The introduction was followed by more hands-on activities since we are strong believers in the learning by doing approach. We have scaffolded our exercises to move from simple to more advanced functions so we promoted step-by-step, spiral learning. Ola started the first activity by introducing corpus search function, and Adriana, Zhaozhe, and Ji-young guided the other activities one by one. <screenshot of current main page> Each time we were done with a part of the workshop, our team asked the participants to write down feedback related to a particular functionality of our interface. Such feedback was one of the key reasons we decided to beta-test the interface with this particular group of users. The workshop attendees, most of whom are fairly used to navigating other corpora interfaces, are one of the target users of our platform.
The main activities of the workshop included:
- Introducing/practicing simple and advanced search and filter functions in Crow corpus
- Applying corpus functions for pedagogical purposes
- Introducing/practicing search and filter functions in Crow repository
- Applying repository functions for pedagogical purposes, considering intertextuality between corpus and repository
- Brainstorming research projects using Crow platform
- Introducing/practicing how-to on coding tools and bookmarking corpus searches
During our workshop, the attendees asked many important questions about the current and future design of the Crow platform.
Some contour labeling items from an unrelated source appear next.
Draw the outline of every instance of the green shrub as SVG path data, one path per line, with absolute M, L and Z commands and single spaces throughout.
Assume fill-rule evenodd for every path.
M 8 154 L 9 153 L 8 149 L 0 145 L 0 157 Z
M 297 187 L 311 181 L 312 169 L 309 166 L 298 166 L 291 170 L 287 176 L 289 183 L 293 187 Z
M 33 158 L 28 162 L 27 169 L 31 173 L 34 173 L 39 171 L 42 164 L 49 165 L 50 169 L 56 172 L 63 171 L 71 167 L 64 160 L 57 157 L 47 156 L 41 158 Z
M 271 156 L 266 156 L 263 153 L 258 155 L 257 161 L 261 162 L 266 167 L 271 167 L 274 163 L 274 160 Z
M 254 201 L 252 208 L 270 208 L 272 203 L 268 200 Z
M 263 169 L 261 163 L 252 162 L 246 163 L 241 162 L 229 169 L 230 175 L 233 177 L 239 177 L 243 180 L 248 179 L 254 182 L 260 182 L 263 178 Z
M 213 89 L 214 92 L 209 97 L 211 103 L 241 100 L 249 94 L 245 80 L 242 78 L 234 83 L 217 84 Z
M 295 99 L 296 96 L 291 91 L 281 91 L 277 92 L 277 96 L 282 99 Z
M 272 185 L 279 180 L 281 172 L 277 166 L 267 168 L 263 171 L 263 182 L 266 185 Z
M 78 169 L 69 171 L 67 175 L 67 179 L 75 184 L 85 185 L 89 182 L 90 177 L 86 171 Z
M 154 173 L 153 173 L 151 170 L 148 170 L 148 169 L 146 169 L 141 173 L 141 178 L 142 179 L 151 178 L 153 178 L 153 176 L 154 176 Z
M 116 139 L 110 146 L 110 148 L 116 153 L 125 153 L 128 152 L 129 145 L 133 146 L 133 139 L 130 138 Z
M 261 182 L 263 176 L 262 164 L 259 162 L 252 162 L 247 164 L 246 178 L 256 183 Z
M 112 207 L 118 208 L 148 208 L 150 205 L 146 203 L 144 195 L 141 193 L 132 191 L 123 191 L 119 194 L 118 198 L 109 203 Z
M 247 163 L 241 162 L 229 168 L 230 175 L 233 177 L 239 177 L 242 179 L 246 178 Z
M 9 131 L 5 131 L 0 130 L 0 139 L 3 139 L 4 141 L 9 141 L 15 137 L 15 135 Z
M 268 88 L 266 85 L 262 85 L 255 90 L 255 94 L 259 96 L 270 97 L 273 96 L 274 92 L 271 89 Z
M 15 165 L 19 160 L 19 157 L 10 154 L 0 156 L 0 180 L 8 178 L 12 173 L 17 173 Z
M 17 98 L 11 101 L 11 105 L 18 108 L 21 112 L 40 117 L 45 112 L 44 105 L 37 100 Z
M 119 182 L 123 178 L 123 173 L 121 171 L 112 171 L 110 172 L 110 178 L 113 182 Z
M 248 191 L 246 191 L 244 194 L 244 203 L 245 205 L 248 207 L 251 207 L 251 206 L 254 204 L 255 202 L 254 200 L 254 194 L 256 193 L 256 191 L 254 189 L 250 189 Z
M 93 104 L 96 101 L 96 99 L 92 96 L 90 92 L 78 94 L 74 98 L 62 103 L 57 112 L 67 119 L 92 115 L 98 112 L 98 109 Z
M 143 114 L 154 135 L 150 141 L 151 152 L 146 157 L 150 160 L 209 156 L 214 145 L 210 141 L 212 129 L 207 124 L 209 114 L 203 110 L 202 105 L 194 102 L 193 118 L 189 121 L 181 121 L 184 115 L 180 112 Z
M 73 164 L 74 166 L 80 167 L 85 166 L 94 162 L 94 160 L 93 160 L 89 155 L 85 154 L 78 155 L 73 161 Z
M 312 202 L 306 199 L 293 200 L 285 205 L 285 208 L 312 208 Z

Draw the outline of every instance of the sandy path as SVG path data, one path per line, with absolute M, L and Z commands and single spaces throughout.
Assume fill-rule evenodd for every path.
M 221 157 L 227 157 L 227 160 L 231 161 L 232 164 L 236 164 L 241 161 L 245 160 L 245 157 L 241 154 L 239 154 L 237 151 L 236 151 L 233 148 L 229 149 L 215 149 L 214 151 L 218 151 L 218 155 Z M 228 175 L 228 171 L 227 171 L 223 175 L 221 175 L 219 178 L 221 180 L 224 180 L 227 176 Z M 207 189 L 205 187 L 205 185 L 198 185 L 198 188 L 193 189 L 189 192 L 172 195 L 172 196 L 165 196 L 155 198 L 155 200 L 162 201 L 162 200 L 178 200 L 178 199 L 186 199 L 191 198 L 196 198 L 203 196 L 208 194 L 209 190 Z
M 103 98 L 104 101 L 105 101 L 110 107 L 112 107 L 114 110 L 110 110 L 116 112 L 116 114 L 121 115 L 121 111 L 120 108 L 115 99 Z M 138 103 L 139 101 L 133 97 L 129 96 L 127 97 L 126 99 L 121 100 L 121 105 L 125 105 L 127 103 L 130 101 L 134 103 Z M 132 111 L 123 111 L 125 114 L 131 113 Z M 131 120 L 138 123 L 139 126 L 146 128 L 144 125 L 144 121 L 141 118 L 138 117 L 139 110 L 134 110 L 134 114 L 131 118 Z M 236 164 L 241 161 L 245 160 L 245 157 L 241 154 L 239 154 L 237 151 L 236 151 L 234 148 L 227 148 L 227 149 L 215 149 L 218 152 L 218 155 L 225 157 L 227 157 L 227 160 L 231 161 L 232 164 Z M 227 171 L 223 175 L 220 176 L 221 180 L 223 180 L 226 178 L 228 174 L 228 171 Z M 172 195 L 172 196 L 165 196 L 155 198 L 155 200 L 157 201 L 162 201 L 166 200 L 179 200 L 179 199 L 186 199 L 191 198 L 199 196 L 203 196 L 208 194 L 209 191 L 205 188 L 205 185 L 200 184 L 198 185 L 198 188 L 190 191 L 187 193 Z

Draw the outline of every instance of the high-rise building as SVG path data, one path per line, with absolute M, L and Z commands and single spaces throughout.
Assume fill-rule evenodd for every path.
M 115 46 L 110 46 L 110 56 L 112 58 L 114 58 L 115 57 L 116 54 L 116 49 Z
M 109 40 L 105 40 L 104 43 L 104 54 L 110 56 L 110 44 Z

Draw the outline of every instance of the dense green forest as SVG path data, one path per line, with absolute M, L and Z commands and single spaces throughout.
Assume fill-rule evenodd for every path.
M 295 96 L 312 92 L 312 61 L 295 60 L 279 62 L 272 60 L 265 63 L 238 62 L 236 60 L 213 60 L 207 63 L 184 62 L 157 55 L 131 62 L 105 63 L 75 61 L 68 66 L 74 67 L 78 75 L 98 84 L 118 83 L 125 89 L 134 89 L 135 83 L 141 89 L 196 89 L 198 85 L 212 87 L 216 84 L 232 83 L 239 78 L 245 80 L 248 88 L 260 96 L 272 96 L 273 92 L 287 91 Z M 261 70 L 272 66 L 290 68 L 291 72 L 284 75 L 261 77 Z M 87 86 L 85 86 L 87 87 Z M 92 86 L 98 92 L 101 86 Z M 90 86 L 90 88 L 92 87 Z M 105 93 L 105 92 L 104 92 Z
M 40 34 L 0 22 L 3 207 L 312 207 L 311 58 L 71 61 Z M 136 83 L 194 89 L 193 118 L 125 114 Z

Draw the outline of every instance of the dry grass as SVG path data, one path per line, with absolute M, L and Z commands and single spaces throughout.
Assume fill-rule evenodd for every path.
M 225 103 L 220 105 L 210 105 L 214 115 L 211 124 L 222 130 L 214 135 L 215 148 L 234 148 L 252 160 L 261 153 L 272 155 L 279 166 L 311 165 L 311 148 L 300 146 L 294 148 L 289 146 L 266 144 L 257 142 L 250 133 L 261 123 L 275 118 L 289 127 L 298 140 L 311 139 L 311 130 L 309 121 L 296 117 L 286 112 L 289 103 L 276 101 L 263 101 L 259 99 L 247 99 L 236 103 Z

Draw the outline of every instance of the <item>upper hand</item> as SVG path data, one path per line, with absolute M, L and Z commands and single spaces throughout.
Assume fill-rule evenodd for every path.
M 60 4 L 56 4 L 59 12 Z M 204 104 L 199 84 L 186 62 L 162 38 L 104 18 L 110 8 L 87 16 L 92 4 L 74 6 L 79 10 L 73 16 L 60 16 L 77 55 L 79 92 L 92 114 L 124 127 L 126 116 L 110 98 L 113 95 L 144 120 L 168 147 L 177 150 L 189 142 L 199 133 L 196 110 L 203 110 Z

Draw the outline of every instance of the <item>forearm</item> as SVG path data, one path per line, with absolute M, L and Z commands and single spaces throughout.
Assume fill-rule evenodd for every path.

These questions gave us insights into what some of our users might be interested in seeing the platform do in the future. Of particular interest were the search functions and the possibility to download corpus data with rich metadata.
Workshop participants noted that the search engine was “easy to use,” “intuitive,” and “accessible”—promising feedback, considering that we want our tool to be used not only by researchers but by teachers as well. Also, audience members indicated interest in intertextuality opportunities offered by the link between repository and corresponding corpus materials for both research and pedagogical purposes. Most corpus tools publicly available don’t cater to teachers as audience; though this particular audience could certainly benefit from a clear and accessible corpora of classroom materials, they don’t always have the training necessary to navigate research-based corpus tools. Attendees also reportedly enjoyed the design of the landing page, as well as the detailed nature of the repository and its interlinked documents.
We also gathered valuable feedback on what the audience would like to see improved in the platform. Among some of the suggestions was distinguishing corpus and repository interfaces with color scheme, improving the concordancing view, changing the font size and color, improving the search function. There were many more comments added in the survey we conducted and we plan to use that knowledge to make the interface as user friendly as possible.
The TaLC experience was not only focused on academic interactions. The city of Cambridge has much to offer in terms of its beautiful scenery, rich history, and unique culture. Graduate students of our team went on a punting tour and got to learn the cultural and social history behind the most prominent colleges and their students at Cambridge University. It was a truly memorable experience.